February 2, 2007 (FDIC)
The Board of Directors of the Federal Deposit Insurance Corporation (FDIC) today approved the assumption of the insured deposits of Metropolitan Savings Bank, Pittsburgh, Pennsylvania, by Allegheny Valley Bank of Pittsburgh, Pittsburgh, Pennsylvania.
Metropolitan Savings, with total assets of approximately $15.8 million at the end of the third quarter 2006, was closed today by the Pennsylvania Department of Banking, and the FDIC was named receiver.
Allegheny Valley has agreed to assume approximately $12.0 million of insured deposits of the failed bank. At the time of closure, Metropolitan Savings had approximately $1.2 million in deposits in 70 accounts that potentially exceed the federal deposit insurance limit.
AntiSpin: Just a short Daily News today to report the first, and probably not the last, bank failure in several years. The FDIC tends to announce bank failures on a Friday evening when no one's paying attention.
Metropolitan Savings Bank, Pittsburgh is the smallest bank in Pittsburgh, with a mere $14 million in assets. That's considerably less than the average $25 million bonus each member of the top brass at Goldman got last year. By failing, Metropolitan becomes the first out of the gate, since June 2004, beating Coast Bank which has been on the watch list. Today the story is that Coast is, "...unlikely to fail, but with the potential for an FDIC-induced discount-price sale, it could become the first banking casualty of the housing bubble, says a well known Miami banking analyst." With assets of $51 million, Coast is still a small fry.

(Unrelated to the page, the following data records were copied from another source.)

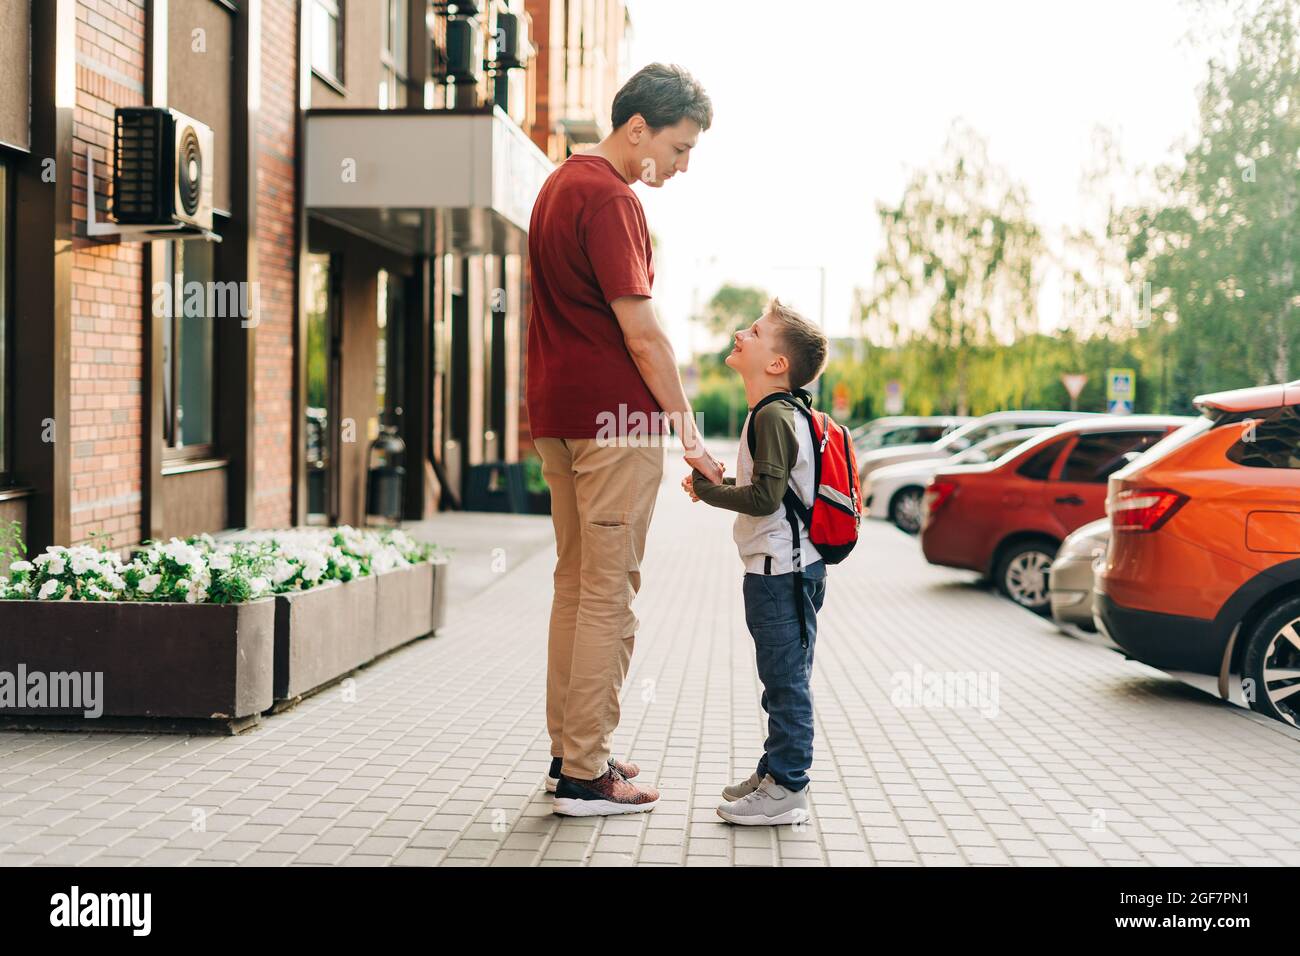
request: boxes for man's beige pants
[535,437,664,781]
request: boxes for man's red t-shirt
[526,153,662,438]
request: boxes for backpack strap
[747,389,817,650]
[783,496,810,649]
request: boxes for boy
[684,298,830,826]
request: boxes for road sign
[1061,374,1088,400]
[1061,373,1088,411]
[884,380,903,415]
[832,381,850,419]
[1106,368,1135,415]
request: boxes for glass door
[305,253,340,525]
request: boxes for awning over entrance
[304,106,553,256]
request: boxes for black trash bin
[366,426,407,526]
[463,462,529,513]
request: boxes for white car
[852,416,970,455]
[863,428,1050,534]
[857,410,1093,483]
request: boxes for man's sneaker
[721,772,762,801]
[716,774,810,826]
[552,766,658,817]
[544,756,640,793]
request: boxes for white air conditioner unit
[111,107,214,232]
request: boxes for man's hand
[680,473,700,502]
[685,448,724,484]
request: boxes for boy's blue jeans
[741,559,826,793]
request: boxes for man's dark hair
[611,63,713,132]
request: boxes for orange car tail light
[1110,487,1188,532]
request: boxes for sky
[620,0,1218,355]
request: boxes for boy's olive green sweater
[691,393,821,575]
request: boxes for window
[162,240,217,456]
[1228,406,1300,469]
[379,0,408,108]
[305,254,335,523]
[1017,438,1067,480]
[311,0,344,85]
[1060,431,1166,483]
[0,163,8,478]
[376,269,407,428]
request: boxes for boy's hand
[684,447,724,484]
[681,474,700,502]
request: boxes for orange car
[1096,380,1300,725]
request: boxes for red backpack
[747,389,862,643]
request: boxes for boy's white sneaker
[721,772,762,801]
[716,774,811,826]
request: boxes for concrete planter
[373,562,434,657]
[272,574,377,702]
[0,599,274,729]
[430,560,449,635]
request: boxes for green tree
[1126,0,1299,406]
[697,284,768,342]
[862,122,1043,414]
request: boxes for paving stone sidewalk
[1,465,1299,866]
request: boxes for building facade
[0,0,629,557]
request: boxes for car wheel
[889,487,925,535]
[1242,596,1300,727]
[994,540,1057,615]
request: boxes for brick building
[0,0,629,556]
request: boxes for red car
[920,415,1192,613]
[1097,380,1300,725]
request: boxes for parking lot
[1,462,1298,867]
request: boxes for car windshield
[953,430,1041,464]
[859,423,944,451]
[935,421,1001,451]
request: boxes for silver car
[857,410,1094,482]
[851,416,969,455]
[1049,517,1110,633]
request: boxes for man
[527,63,719,816]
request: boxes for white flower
[270,560,297,586]
[301,553,326,583]
[47,557,66,576]
[71,553,96,576]
[8,561,32,573]
[138,574,161,595]
[161,539,203,569]
[208,552,232,572]
[38,579,60,600]
[184,580,207,604]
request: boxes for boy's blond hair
[766,297,828,391]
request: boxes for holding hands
[681,457,723,503]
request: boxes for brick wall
[252,0,297,528]
[70,0,148,550]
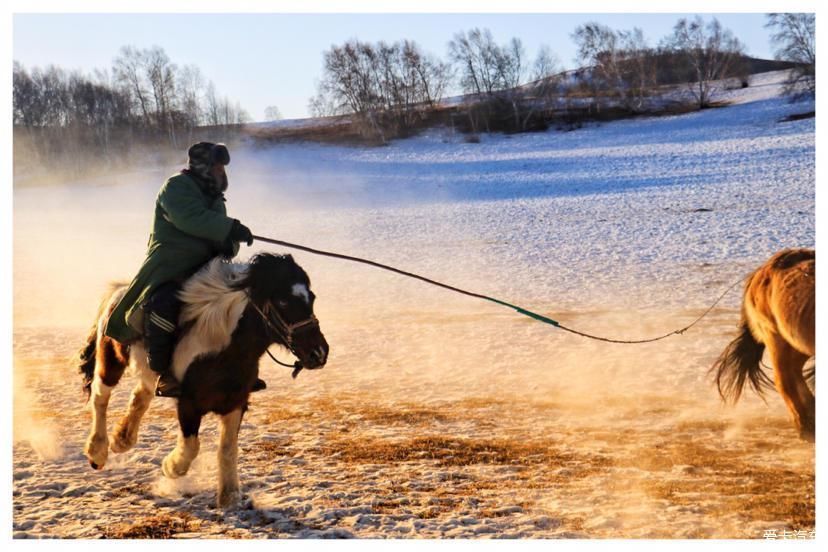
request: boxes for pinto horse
[712,248,815,441]
[76,253,329,507]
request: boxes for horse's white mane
[171,258,251,382]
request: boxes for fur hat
[188,142,230,169]
[186,142,230,193]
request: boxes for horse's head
[240,253,329,370]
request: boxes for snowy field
[13,72,815,538]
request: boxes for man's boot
[143,283,183,398]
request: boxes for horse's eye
[277,300,288,308]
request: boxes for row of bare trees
[572,17,749,110]
[309,39,450,138]
[14,46,250,137]
[13,45,250,180]
[312,14,815,139]
[110,45,250,136]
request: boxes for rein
[252,234,748,345]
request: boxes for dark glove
[229,219,254,246]
[219,237,238,259]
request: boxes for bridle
[248,297,320,378]
[250,300,319,348]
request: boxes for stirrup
[155,374,182,398]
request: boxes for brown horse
[76,253,329,507]
[712,248,815,441]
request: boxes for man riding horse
[104,141,262,398]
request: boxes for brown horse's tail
[75,324,98,402]
[711,318,774,403]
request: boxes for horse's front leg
[111,348,155,453]
[161,399,202,478]
[217,406,245,508]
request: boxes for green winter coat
[104,172,239,342]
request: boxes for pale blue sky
[13,13,776,121]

The big fireworks are still years off.
2002 was the last big year for bank failures, with 12 banks turning turtle as the post-stock market bubble economy bottomed out. My guess is that for years after 2010 when the housing bubble bust may finally bottom we'll see a bumper crop of housing bubble collapse related bank failures. How big a year? Bigger than the early 1990s.
February 27, 1991, Dave Skidmore, Associated Press, reported in the Philadelphia Inquirer FDIC'S OPTIMISTIC VIEW: 180 BANK FAILURES THIS YEAR:
Months after the recession is over and the economy is growing again, the government will be struggling with a legacy of failed banks. Bank failures are, in the vernacular of economists, a lagging indicator. They follow, rather than lead, declines in the economy. That's significant in light of the more than 1,000 bank failures in the last six years. Those banks folded not in hard times, but in the midst of the national economy's longest peacetime expansion.
More than one thousand bank failures in six years. How soon we forget.